In many educational and health institutions the separation of powers is problematic. The head is the ultimate boss and so those who could act as a check, e.g. the accountant, do not feel autonomous enough to do so. Where there is a corrupt boss also, the rest of the staff is compromised. Also the calibre of staff is such that they do not enter books properly and are not competent enough to catch discrepancies. Spending officers in institutions, usually doctors, are not adequately trained in procurement and monitoring thus they are readily taken advantage of. Many do not even know how many accounts their institution is running. It took an incident in which a region up North lost approximately 20 million cedis for the spending officer to recognise that he needed training.

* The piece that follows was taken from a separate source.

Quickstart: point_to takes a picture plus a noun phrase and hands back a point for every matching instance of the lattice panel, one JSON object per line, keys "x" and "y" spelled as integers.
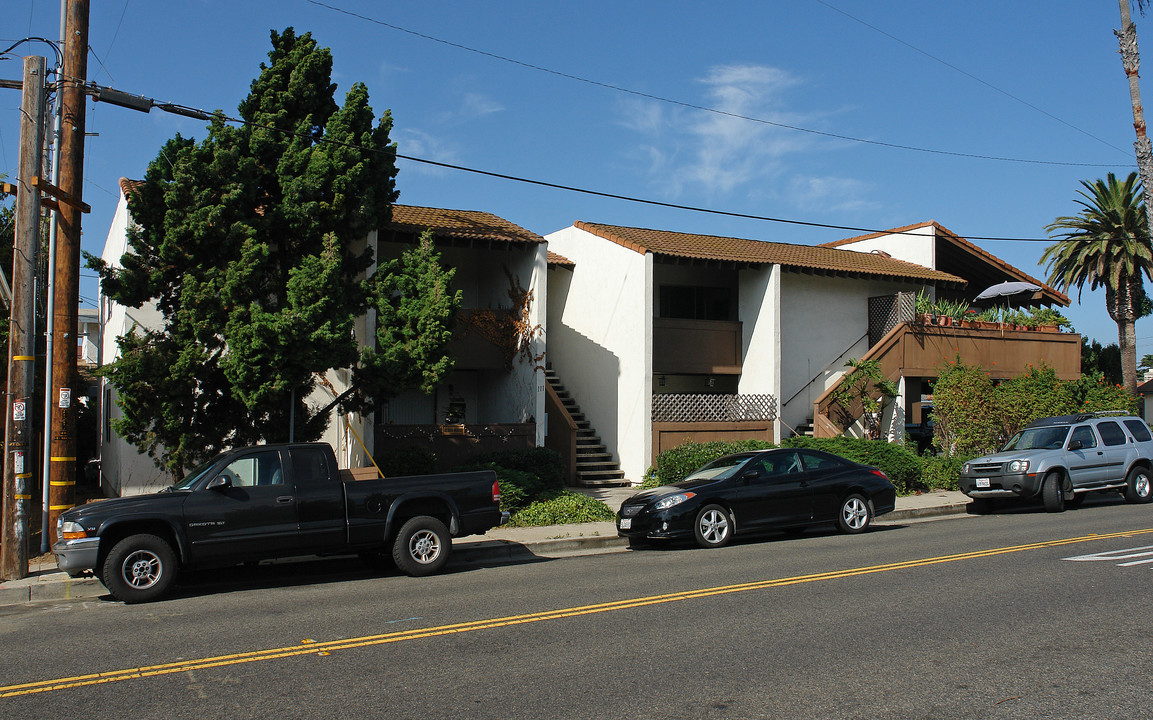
{"x": 887, "y": 312}
{"x": 692, "y": 407}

Cynicism and the unwillingness to take drastic measures to deal with corruption at the top have legitimised corruption at the bottom. E.g. in the Korle-Bu probe, the chief executive told the committee that his director of administration had given him money as his share of the graft. In their recommendation, the committee simply said he needed more training in procedures, but said nothing about his admission of receiving money. In order that the problem is properly dealt with it is important not only to understand the ways in which corrupt practices are manifested, but also to consider the dire consequences of such practices on the development of crucial sectors such as health. After all, when in our lives are we most vulnerable than in sickness? In this paper we have relied on some amount of empirical data as well as informal discussions to underscore the problem. More exhaustive empirical studies will however be needed to back these efforts and to provide a de-politicised basis for more action that will combat corruption.